I have a function f that I want to compute on a certain large data in parallel. The data can be divided in many ways and I am trying to make a decision on how to divide it. I am trying to understand how "map" in multiprocessing.Pool distribute/divide the data exactly so that I make the right decision about splitting my data as well as choosing the number of processors. My input data is not simply a list, as in the below example, but rather list of dictionaries and a list of lists so understanding how Pool.map divides the data seems critical.
That being said, I think understanding the simple example would tell about the more complicated one.
The following scipt shows that we are choosing a Pool of 5 processes and the data in [1,2,3]. What is the implicit choice made here for dividing the data?
from multiprocessing import Pool
def f(x):
return x*x
if __name__ == '__main__':
p = Pool(5)
print(p.map(f, [1, 2, 3]))
It's not documented, so you shouldn't rely on any particular behavior. You can force it by passing the optional chunksize=
argument. If you don't, a heuristic is used to make up a value of chunksize for you. This can be found in private function _map_async()
, in your source tree's Lib/multiprocessing/Pool.py
:
def _map_async(self, func, iterable, mapper, chunksize=None, ...
'''
Helper function to implement map, starmap and their async counterparts.
'''
...
if chunksize is None:
chunksize, extra = divmod(len(iterable), len(self._pool) * 4)
if extra:
chunksize += 1
if len(iterable) == 0:
chunksize = 0
...
len(self._pool)
is the number of worker processes. So, by default, if there are fewer work items than 4 times the number of processes, they're passed out one at a time. That's the case in your specific example (3 <= 4*5
). If there are a great many more work items than processes, the chunk size is picked so that each process will be handed a chunk of work approximately 4 times over the life of the map()
. For example, if you had 500 items in your list, 500 / (5*4) == 25
, and so 25 items at a time would be passed to a worker process.

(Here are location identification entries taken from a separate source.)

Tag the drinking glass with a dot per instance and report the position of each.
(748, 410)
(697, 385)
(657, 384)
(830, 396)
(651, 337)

Why not 100 at a time, so that each of the 5 workers would be invoked just once? Because it's a heuristic ;-) Passing less than that is a tradeoff, balancing the number of times interprocess communication needs to be done against load balancing (the possibility that different work items will require different amounts of time to complete). But nothing about load balancing can be known in advance, so the heuristic gives more (but not absolute!) weight to keeping the number of interprocess calls low.
And that's why it's not documented. It's quite possible that a smarter heuristic will be used someday.